Durs à cuire, c'est un peu la surprise du Festival du nouveau cinéma. Le grand manitou de l'événement, Claude Chamberlan, n'a pas caché son enthousiasme pour ce premier film, démarré sans autre ambition que d'être diffusé à la télé. Mais au cours du tournage, la mayonnaise a monté, tant et si bien que le film a finalement ouvert le FNC, hier en présence des chefs et du maître de cérémonie Marc Labrèche, avant de sortir en salle vendredi prochain.

Pour la petite histoire, Guillaume Sylvestre raconte qu'il a toujours hésité entre une carrière derrière les fourneaux et une carrière derrière la caméra. Avec ce premier documentaire, le jeune homme a réussi à allier ses deux passions, cinéma et cuisine.

«C'est ça, la surprise.
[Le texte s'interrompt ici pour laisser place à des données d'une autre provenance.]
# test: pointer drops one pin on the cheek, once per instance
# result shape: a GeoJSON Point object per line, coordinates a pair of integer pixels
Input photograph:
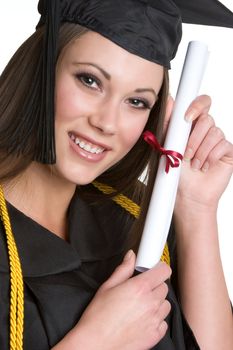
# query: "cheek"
{"type": "Point", "coordinates": [131, 132]}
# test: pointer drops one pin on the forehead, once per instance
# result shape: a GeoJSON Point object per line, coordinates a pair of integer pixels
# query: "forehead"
{"type": "Point", "coordinates": [94, 48]}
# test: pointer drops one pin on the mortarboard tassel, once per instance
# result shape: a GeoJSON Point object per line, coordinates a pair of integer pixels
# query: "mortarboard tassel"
{"type": "Point", "coordinates": [45, 132]}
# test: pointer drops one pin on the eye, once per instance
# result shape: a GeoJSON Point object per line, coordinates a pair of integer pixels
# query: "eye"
{"type": "Point", "coordinates": [139, 103]}
{"type": "Point", "coordinates": [89, 80]}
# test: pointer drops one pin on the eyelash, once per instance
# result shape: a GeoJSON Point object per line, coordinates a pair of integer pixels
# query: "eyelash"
{"type": "Point", "coordinates": [145, 103]}
{"type": "Point", "coordinates": [82, 76]}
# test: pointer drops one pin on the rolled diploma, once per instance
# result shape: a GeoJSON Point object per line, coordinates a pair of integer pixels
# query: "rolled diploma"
{"type": "Point", "coordinates": [163, 197]}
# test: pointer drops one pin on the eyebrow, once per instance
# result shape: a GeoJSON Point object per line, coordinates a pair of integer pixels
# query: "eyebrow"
{"type": "Point", "coordinates": [105, 74]}
{"type": "Point", "coordinates": [147, 90]}
{"type": "Point", "coordinates": [108, 77]}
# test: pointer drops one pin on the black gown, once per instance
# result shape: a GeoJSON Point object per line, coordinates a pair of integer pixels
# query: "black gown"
{"type": "Point", "coordinates": [61, 277]}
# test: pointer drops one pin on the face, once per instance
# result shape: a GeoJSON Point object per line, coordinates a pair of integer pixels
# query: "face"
{"type": "Point", "coordinates": [103, 100]}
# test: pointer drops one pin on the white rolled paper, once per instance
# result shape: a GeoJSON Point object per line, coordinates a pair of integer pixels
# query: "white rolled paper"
{"type": "Point", "coordinates": [163, 197]}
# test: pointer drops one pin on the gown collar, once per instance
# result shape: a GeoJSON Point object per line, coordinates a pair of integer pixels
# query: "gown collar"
{"type": "Point", "coordinates": [93, 232]}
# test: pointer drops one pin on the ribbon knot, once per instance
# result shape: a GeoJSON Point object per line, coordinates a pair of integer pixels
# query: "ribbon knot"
{"type": "Point", "coordinates": [173, 158]}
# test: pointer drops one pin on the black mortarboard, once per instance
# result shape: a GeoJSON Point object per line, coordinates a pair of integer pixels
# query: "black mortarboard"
{"type": "Point", "coordinates": [148, 28]}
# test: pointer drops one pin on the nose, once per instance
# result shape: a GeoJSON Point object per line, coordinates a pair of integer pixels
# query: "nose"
{"type": "Point", "coordinates": [105, 117]}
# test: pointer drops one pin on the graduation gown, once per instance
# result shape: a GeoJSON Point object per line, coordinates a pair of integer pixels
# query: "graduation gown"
{"type": "Point", "coordinates": [61, 277]}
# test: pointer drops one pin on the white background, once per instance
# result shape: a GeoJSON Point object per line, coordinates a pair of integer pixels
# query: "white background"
{"type": "Point", "coordinates": [18, 20]}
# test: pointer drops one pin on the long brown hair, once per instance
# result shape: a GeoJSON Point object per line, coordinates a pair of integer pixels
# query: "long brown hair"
{"type": "Point", "coordinates": [20, 84]}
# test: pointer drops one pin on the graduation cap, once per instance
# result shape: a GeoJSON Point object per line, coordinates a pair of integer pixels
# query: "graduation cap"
{"type": "Point", "coordinates": [148, 28]}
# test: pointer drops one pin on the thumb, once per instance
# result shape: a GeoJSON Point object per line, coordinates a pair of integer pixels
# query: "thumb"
{"type": "Point", "coordinates": [169, 108]}
{"type": "Point", "coordinates": [122, 273]}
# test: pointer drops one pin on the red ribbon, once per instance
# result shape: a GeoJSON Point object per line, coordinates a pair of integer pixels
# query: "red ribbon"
{"type": "Point", "coordinates": [172, 157]}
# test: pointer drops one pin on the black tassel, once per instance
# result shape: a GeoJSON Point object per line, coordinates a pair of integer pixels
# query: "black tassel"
{"type": "Point", "coordinates": [45, 133]}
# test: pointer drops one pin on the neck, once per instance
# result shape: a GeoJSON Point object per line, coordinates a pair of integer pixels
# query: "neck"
{"type": "Point", "coordinates": [43, 196]}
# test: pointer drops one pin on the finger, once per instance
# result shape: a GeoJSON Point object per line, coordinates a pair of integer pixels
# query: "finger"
{"type": "Point", "coordinates": [213, 137]}
{"type": "Point", "coordinates": [160, 292]}
{"type": "Point", "coordinates": [169, 108]}
{"type": "Point", "coordinates": [162, 329]}
{"type": "Point", "coordinates": [122, 273]}
{"type": "Point", "coordinates": [201, 128]}
{"type": "Point", "coordinates": [222, 151]}
{"type": "Point", "coordinates": [201, 105]}
{"type": "Point", "coordinates": [154, 277]}
{"type": "Point", "coordinates": [164, 310]}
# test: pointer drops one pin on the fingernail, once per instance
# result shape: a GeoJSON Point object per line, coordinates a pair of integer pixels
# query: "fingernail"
{"type": "Point", "coordinates": [190, 116]}
{"type": "Point", "coordinates": [188, 154]}
{"type": "Point", "coordinates": [196, 164]}
{"type": "Point", "coordinates": [128, 255]}
{"type": "Point", "coordinates": [205, 167]}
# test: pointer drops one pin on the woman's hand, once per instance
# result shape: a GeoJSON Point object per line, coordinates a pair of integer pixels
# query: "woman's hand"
{"type": "Point", "coordinates": [208, 159]}
{"type": "Point", "coordinates": [126, 312]}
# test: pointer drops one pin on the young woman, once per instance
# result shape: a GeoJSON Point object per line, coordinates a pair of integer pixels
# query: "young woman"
{"type": "Point", "coordinates": [73, 234]}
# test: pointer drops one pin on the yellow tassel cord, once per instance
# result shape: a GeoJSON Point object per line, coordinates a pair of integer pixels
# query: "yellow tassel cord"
{"type": "Point", "coordinates": [16, 277]}
{"type": "Point", "coordinates": [16, 282]}
{"type": "Point", "coordinates": [131, 207]}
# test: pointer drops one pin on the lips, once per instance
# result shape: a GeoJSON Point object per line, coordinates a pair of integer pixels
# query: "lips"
{"type": "Point", "coordinates": [86, 147]}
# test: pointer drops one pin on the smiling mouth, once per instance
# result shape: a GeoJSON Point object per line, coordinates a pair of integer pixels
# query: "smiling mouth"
{"type": "Point", "coordinates": [87, 146]}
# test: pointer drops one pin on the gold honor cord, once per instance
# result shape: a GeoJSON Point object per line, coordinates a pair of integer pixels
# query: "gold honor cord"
{"type": "Point", "coordinates": [16, 277]}
{"type": "Point", "coordinates": [16, 282]}
{"type": "Point", "coordinates": [132, 208]}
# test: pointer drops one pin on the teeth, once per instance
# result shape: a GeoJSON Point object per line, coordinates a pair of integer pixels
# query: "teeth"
{"type": "Point", "coordinates": [86, 146]}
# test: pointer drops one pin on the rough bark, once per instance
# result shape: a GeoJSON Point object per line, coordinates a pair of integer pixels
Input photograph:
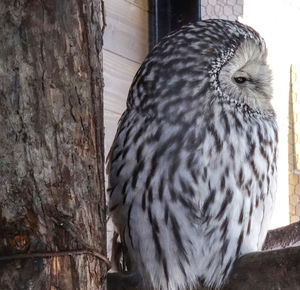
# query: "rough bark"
{"type": "Point", "coordinates": [51, 144]}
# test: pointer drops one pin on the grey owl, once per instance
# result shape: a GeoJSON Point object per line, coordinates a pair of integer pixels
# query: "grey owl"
{"type": "Point", "coordinates": [193, 166]}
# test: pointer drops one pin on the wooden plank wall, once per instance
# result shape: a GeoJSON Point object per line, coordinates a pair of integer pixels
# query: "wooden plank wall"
{"type": "Point", "coordinates": [125, 47]}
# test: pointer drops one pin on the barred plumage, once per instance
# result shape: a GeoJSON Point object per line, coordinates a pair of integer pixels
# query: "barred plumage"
{"type": "Point", "coordinates": [193, 165]}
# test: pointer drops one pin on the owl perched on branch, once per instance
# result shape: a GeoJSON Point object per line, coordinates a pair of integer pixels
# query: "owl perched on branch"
{"type": "Point", "coordinates": [193, 165]}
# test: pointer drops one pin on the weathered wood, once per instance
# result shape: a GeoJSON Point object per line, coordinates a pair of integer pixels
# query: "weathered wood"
{"type": "Point", "coordinates": [51, 144]}
{"type": "Point", "coordinates": [118, 73]}
{"type": "Point", "coordinates": [267, 270]}
{"type": "Point", "coordinates": [283, 237]}
{"type": "Point", "coordinates": [126, 33]}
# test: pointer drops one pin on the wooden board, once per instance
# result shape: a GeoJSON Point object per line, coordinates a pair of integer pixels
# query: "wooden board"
{"type": "Point", "coordinates": [126, 33]}
{"type": "Point", "coordinates": [118, 73]}
{"type": "Point", "coordinates": [143, 4]}
{"type": "Point", "coordinates": [110, 127]}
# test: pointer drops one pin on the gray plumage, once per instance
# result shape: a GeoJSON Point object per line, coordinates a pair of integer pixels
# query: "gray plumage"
{"type": "Point", "coordinates": [193, 165]}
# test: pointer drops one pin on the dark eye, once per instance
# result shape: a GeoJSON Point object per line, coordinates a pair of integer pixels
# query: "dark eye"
{"type": "Point", "coordinates": [240, 80]}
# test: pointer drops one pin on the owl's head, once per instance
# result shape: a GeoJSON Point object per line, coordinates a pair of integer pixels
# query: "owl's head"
{"type": "Point", "coordinates": [204, 62]}
{"type": "Point", "coordinates": [246, 77]}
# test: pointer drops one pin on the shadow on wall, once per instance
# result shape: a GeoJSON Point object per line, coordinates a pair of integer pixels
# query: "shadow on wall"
{"type": "Point", "coordinates": [224, 9]}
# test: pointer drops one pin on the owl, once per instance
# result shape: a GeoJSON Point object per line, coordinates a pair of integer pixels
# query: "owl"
{"type": "Point", "coordinates": [192, 169]}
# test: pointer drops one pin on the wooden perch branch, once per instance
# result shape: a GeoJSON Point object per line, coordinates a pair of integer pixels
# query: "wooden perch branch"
{"type": "Point", "coordinates": [276, 267]}
{"type": "Point", "coordinates": [283, 237]}
{"type": "Point", "coordinates": [279, 269]}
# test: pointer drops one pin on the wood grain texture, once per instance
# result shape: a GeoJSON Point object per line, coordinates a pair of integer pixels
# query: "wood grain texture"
{"type": "Point", "coordinates": [270, 270]}
{"type": "Point", "coordinates": [110, 123]}
{"type": "Point", "coordinates": [126, 33]}
{"type": "Point", "coordinates": [118, 73]}
{"type": "Point", "coordinates": [51, 143]}
{"type": "Point", "coordinates": [143, 4]}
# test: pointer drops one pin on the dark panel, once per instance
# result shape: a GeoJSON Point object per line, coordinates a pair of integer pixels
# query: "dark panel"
{"type": "Point", "coordinates": [168, 15]}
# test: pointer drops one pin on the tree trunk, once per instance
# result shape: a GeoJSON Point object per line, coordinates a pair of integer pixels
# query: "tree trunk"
{"type": "Point", "coordinates": [51, 145]}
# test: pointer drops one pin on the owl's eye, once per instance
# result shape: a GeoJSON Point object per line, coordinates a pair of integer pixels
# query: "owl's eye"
{"type": "Point", "coordinates": [240, 80]}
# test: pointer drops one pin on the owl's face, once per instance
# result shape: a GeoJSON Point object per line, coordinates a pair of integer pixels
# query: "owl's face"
{"type": "Point", "coordinates": [246, 77]}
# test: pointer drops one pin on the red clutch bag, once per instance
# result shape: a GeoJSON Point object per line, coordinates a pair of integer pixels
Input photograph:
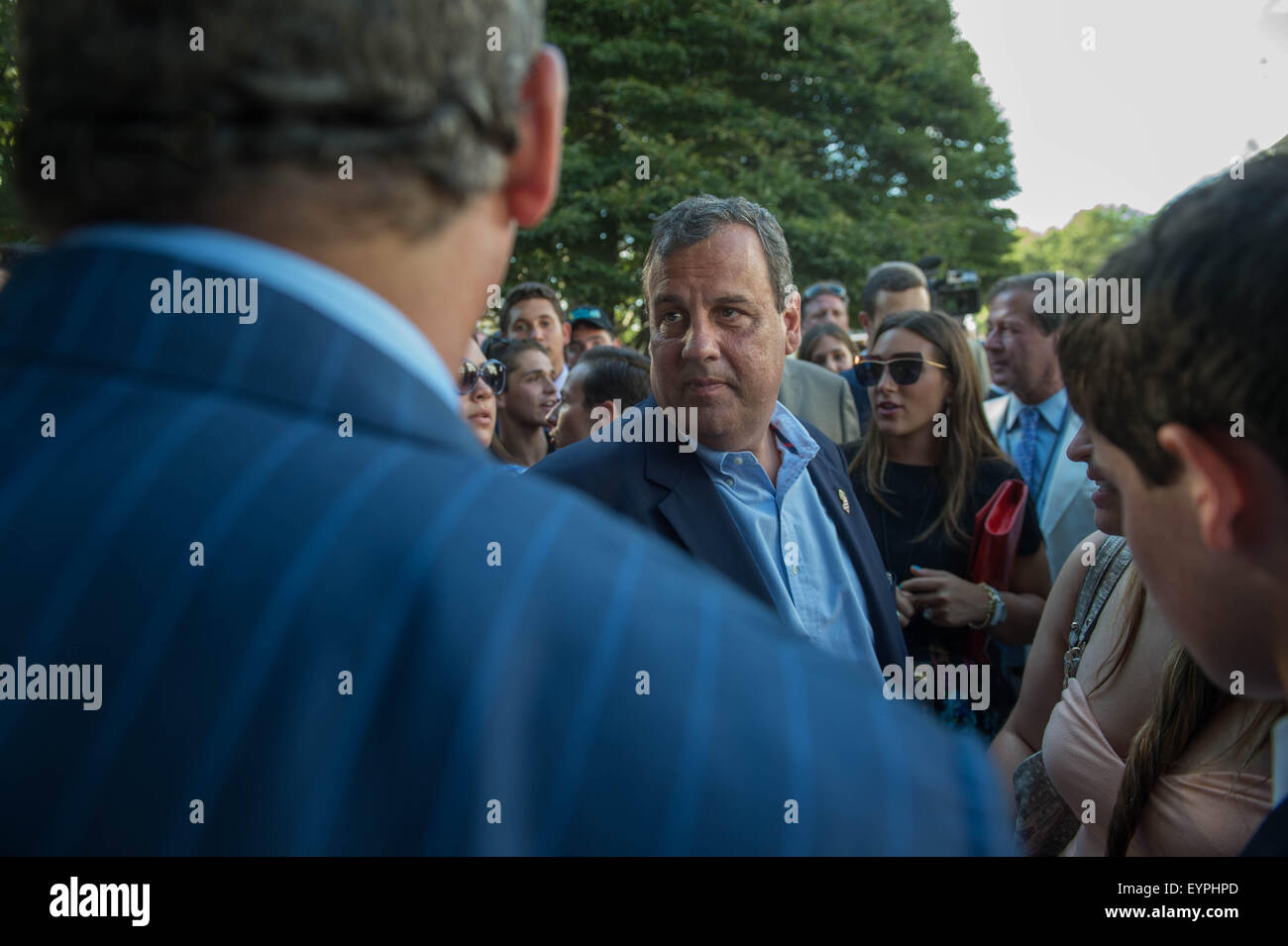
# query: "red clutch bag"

Au début, ça devait être un documentaire pour la télé, on a embarqué là-dedans sans grande attente, raconte Normand Laprise. Il a filmé sans trop imposer son équipe technique. Il n'y a rien qui est stagé dans le documentaire.»

Durs à cuire, c'est donc une plongée de 90 minutes dans le monde de Normand Laprise et Martin Picard. Il y a la cuisine de leurs restaurants à Montréal, bien évidemment, mais aussi leurs voyages dans la ville, au Québec, au Canada (pour une séance de pêche sur le lac Ontario) et dans le monde: Hong-Kong et Lyon pour Normand Laprise, l'Espagne pour Martin Picard.

«Je les ai suivis pendant un an et demi, le road movie s'est donc fait naturellement», dit, tranquillement Guillaume Sylvestre.

Dans les pérégrinations des deux chefs, Guillaume Sylvestre s'est retrouvé à boire du champagne à même sa chaussure («Tu pues vraiment des pieds», lui glisse, au cours de l'entrevue, Martin Picard) ou encore à faire sa fête à un cochon dans la campagne espagnole. «Un réalisateur conventionnel n'aurait pas pu nous suivre», assure Martin Picard.

Au cours du film, le spectateur peut vraiment avoir l'impression d'être dans la cuisine, ou à table avec Martin Picard et Normand Laprise. Au menu des discussions, il est question de cuisine, mais aussi de mentalités et cultures culinaires. Les deux chefs défendent, avec passion, leur vision de la cuisine: se faire plaisir, en équipe, avec d'excellents produits.

«Quand on voit que des gens prennent l'avion pour bien manger à l'étranger, on s'est dit, pourquoi ces gens-là n'auraient pas envie de manger au Québec? Je pense qu'à ce moment-ci, il faut se donner les moyens d'avoir une vraie cuisine, et de l'imposer», estime Martin Picard.

«Il y a eu une véritable évolution. Beaucoup de monde a développé et défriché à ce niveau-là au Québec. Nous, on a juste continué. Au Québec, on a rien à envier à personne. On a une grande force de personnalités au Québec. On a ce côté latin, mais aussi humanisé. Le Québec a grandi en cuisine», constate Normand Laprise.

Épicurien, dans le sens noble du terme, Martin Picard revendique le droit à la bonne bouffe, et à la bonne bouteille.

«Ce que l'on ose faire, c'est ce que bien des gens aimeraient faire mais n'osent pas. C'est vrai que le champagne c'est bien, mais il faut se donner le droit d'avoir du plaisir», estime-t-il.

Du film, Martin Picard, Normand Laprise et Guillaume Sylvestre disent ne rien en attendre. «Je suis bien content qu'il n'y ait pas de bullshit. Si j'avais un souhait, ça serait de laisser une empreinte dans le temps et qu'il y ait une fraîcheur à ça, tabarnouche», conclut Martin Picard.